Afortunadamente el papel de celo y
los alfileres hicieron su trabajo: nada se había movido del sitio en el que
había sido colocado la noche anterior. Aguardé la llegada de Laura – mi hermana Victoria había
sido la encargada de “demorar” un poco su entrada para darme tiempo, en caso de
tener que realizar algún pequeño “retoque” que, por suerte, no fue preciso.
Laura entró en el salón, ante
la expectación de todos nosotros y con esos ojos vivaces que se agrandaron, aún más, en
un claro gesto de sorpresa, empezó a mirar, sonriente, de un sitio a otro: la mesa, el rincón de “Pinta
Monster” donde se encontraban las pinturas faciales, el lugar de las golosinas,
los banderines, el photocall… y entonces, girando sobre sus talones, me buscó y vino
corriendo hacia mí. Me abrazó, me incliné para recibir aquél beso, el más dulce y
tierno que jamás nadie me ha dado nunca y escuchar, a continuación, unas palabras que me sonaron
a música celestial: “Yo sabía que la fiesta iba a ser perfecta, pero no TAAAAAAN perfecta.
Gracias, tata. Eres la mejor montafiestas de la historia” y mientras
notaba la calidez de aquél pequeño cuerpo que me apretaba con fuerza, me vino a
la memoria la noche de un 29 de mayo de hace casi diez años, cuando por primera
vez la vi: una niña de carita redonda y expresivos ojos oscuros, sobre una
naricilla respingona, que miraba a su alrededor sin ser consciente de que por
fin había llegado al seno de aquella familia que con tanto amor la recibía.
Tras Laura, llegarían luego dos hermanos más y por último, Victoria, la
más pequeña que lo seguirá siendo hasta el próximo mes de noviembre que
esperamos, impacientes ya, a un nuevo miembro.

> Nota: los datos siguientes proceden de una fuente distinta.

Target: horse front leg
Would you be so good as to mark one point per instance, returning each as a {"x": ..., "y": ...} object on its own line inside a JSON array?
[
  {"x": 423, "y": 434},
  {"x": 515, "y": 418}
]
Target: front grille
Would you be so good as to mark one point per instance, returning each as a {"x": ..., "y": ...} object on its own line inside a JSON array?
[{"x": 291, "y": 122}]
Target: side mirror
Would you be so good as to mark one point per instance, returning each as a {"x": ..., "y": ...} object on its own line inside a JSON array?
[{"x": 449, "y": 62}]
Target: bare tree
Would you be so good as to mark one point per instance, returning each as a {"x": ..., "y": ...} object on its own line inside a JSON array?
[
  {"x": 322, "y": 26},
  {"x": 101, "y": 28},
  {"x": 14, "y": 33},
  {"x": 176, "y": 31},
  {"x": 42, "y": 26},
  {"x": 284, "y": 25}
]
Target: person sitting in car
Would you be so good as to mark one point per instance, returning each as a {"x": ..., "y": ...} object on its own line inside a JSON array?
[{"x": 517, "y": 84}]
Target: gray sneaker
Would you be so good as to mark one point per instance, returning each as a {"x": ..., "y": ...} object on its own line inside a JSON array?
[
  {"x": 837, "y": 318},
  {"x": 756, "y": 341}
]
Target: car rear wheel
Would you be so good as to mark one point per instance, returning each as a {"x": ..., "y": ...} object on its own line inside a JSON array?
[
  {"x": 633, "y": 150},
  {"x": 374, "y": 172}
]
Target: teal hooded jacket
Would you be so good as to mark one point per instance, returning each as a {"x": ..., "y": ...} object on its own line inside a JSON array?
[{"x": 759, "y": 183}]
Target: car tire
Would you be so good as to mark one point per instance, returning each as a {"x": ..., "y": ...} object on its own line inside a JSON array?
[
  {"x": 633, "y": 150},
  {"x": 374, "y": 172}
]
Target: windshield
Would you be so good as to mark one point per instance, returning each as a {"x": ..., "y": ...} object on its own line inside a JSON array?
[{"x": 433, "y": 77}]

Me pregunto cuántas fiestas
infantiles más me quedarán, aún, por organizar… Y tras cada una de ellas,
esperaré siempre, ansiosa, ese sincero beso que, sin duda, recibiré y que es y será
siempre la más valiosa recompensa a la dedicación y al amor infinito que pueda poner en cada una de ellas.
“Las tías no somos otra cosa más que madres disfrazadas de amigas”.